La deuxième catégorie de barrières à l’entrée est l’existence d’économies d’échelle dans certains secteurs d’activités à rendements croissants. L’économie d’échelle désigne le fait que le coût de production unitaire d’un produit ou d’un service diminue lorsque la production augmente. Ces économies d’échelle ne permettent pas à des entreprises de petite taille d’être rentable, donc elles les bloquent dans leur entrée sur le marché. C’est par exemple la situation dans laquelle Google est : l’entreprise a investi il y a de nombreuses années dans du matériel et a su se développer et s’imposer permettant à son chiffre d’affaires d’augmenter de façon considérable par rapport aux besoins financier pour générer ces bénéfices. Si une entreprise arrivait sur le marché aujourd’hui, elle devrait faire face à des charges fixes extrêmement importante qui ne lui permettraient pas d’être rentable face à Google.

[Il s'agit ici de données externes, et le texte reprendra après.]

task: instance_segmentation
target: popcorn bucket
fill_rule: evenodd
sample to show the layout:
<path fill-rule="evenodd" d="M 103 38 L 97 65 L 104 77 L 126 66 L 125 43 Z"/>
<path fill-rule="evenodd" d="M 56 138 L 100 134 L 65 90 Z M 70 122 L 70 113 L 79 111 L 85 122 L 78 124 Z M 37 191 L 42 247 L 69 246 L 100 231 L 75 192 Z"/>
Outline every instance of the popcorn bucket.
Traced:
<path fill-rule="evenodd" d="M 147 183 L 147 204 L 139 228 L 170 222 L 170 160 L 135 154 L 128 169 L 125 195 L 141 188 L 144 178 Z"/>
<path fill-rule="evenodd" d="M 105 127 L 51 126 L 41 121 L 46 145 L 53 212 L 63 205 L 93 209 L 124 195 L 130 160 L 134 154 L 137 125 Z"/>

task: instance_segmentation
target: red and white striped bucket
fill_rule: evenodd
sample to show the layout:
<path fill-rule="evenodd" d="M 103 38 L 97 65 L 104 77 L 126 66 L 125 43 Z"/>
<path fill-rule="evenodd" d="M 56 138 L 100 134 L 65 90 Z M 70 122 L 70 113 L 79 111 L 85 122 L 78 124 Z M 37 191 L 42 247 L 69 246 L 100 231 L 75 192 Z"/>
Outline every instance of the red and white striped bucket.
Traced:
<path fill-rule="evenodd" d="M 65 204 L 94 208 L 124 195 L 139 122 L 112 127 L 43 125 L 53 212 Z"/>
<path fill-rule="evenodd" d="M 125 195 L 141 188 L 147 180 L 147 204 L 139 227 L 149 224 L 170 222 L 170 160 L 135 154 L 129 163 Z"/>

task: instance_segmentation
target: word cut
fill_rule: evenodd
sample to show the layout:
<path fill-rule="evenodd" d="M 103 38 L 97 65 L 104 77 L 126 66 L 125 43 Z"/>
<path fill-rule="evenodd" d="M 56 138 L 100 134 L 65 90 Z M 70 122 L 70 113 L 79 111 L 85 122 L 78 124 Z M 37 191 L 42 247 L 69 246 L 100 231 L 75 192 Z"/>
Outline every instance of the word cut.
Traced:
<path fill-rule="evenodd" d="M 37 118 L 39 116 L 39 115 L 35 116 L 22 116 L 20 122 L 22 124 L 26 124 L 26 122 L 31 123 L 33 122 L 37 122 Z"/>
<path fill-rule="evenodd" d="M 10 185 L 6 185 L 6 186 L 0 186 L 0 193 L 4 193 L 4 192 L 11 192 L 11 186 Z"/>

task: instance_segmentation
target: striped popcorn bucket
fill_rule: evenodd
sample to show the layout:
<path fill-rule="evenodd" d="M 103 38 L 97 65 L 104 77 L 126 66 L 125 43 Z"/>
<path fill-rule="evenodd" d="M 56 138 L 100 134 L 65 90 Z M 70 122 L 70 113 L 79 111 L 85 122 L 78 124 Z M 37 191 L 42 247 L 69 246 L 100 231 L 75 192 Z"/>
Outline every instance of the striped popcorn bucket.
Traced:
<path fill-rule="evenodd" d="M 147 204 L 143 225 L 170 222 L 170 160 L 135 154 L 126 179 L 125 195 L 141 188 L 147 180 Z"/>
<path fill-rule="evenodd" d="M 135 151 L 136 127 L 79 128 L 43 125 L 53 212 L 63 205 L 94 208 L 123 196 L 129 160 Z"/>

Une troisième hypothèse concernant les barrières à l’entrée, pouvant provoquer un monopole est l’Etat : on parle de monopole légal. Ce sont des monopoles qui sont autorisés et encadrés par la loi. Ils visent à restreindre la concurrence sur certains marchés pour poursuivre des objectifs stratégiques, d’aménagement du territoire ou pour garantir un service public. Comment un monopole peut-il être compatible avec les exigences concurrentielles imposées par l’Union européenne ? On constate que l’alliance de ces deux exigences dans l’Union Européenne est complexe, depuis l’Acte Unique européen de 1986, la remise en question des monopoles publics apparait dans le droit communautaire. C’est à partir de ce traité que de nombreux secteurs auparavant confiés à des monopoles nationaux ont été ouverts à la concurrence. Par exemple, en Italie, la loi Mammi a été votée en aout 1990 pour abolir le monopole de la RAI (radiotelevisione Italia), permettant d’ouvrir l’accès à la télévision à des groupes privés. Et la fin des monopoles étatiques se sont multipliés dans de nombreux Etats membres de l’Union Européenne avec le rôle majeur qu’elle joue dans notre économie. La Commission européenne ne s’est pas clairement opposée aux monopoles publics mais elle considère que ces services doivent être satisfaits efficacement et à moindre coût. Le risque pour entreprise publique non soumise à la concurrence est qu’elle pratique des prix trop élevés, c’est pourquoi la Commission Européenne considère que toute activité devrait être soumise à la libre concurrence sauf si elle est incompatible avec celle-ci.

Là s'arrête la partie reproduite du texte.